Table types
Type names consist of two parts. The first part indicates how far the type
can count and the second part whether it is a table or a graph.
Possible choices for the first part:
* Node, uses 1bit counter
* SmallCount, uses a 4bit counter
* Count, uses a 8bit counter
Possible choices for the second part:
* Table, keep track of kmers
* Graph, navigate, tag, etc the de Bruijn graph formed by the k-mers
C++ class name:
Python methods:
- k = ksize() - return the k-mer size (a positive integer).
- hashval = hash(dna_kmer) - return the result of hashing
dna_kmer
, which will be a non-negative integer. len(dna_kmer)
must be exactly the k-mer size. Which hash function is used is dependent on the table type (@document).
- dna_kmer = reverse_hash(hashval) - return a DNA string that will hash to
hashval
. If there are multiple such strings, return only one. May be unimplemented for particular table types in which case a ValueError will be returned.
- sizelist = hashsizes() - return the list of table sizes used in construction.
- n = n_unique_kmers() - retrieve an estimate for the number of unique k-mers inserted into the table. Note, this may be order dependent.
- n = n_occupied() - retrieve the fraction of bins occupied in the table.
- add(dna_kmer_or_hashval) - increment the count associated with either a DNA k-mer or a hashval. Depending on max count for the tabletype and bigcount settings, the count may top out at 1, 15, 255, or 65535. (@CTB add method for retrieving max_count)
- count (synonym for add)
- get(dna_kmer or hashval) - retrieve the count associated with a DNA k-mer or a hashval.

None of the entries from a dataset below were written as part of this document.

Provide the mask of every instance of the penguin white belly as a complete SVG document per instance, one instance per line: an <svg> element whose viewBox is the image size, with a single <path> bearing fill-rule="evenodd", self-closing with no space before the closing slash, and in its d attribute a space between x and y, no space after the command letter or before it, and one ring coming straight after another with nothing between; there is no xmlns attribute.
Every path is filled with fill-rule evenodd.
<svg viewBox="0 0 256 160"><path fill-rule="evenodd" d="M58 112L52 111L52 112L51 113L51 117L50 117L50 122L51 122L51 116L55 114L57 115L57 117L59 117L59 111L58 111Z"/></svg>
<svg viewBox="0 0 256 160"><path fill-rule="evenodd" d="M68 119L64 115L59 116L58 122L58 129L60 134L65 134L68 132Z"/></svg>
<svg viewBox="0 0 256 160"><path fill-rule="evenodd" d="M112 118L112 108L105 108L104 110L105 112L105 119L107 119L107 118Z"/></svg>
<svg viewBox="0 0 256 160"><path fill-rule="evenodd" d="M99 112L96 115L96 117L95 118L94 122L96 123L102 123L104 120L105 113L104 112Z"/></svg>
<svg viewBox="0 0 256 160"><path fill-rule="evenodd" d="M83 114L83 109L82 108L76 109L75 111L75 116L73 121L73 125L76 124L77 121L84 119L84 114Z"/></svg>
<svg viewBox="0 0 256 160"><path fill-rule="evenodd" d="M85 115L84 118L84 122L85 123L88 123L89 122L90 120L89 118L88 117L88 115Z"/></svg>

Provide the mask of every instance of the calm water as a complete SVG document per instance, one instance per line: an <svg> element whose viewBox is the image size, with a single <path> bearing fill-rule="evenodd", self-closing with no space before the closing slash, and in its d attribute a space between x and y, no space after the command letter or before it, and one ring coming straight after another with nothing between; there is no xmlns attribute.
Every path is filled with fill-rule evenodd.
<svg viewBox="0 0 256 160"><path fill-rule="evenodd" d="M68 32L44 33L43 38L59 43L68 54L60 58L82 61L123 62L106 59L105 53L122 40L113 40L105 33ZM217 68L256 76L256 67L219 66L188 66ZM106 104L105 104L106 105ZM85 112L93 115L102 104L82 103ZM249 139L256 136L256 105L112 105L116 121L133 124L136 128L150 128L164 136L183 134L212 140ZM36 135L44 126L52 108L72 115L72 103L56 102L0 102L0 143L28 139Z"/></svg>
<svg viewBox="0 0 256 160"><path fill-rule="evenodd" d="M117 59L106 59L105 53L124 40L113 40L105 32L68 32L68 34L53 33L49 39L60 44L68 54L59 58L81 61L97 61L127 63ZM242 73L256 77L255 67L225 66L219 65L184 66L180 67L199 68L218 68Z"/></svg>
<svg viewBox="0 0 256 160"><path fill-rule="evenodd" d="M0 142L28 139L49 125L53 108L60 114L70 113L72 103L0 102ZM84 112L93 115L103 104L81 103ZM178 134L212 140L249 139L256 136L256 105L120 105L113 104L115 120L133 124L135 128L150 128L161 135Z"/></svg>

- list_of_strings = get_kmers(seq) - return the list of k-mer strings in the given sequence.
- list_of_hashes = get_kmer_hashes(seq) - return the list of the hashed k-mers in the given sequence.
- hashset = get_kmer_hashes_as_hashset(seq) - return the hashset of hashed k-mers in the given sequence.
- list_of_counts = get_kmer_counts(seq) - return the list of the counts of the k-mers in the given sequence.
- save(filename) - save the data to a file on disk.
- load(filename) - load the data from a file on disk.
- min_count = get_min_count(seq) - return the minimum count for k-mers in seq
- med_count, avg_count, stddev_count = get_median_count(seq) - return the median, average, and stddev of the counts for k-mers in the sequence.
- max_count = get_max_count(seq) - return the maximum count for k-mers in the sequence.
- num_kmers = consume(seq) - count all the k-mers in the given DNA string. @CTB should be consume string
- consume_fasta(filename) - count all the k-mers in a (DNA) FASTA/FASTQ file.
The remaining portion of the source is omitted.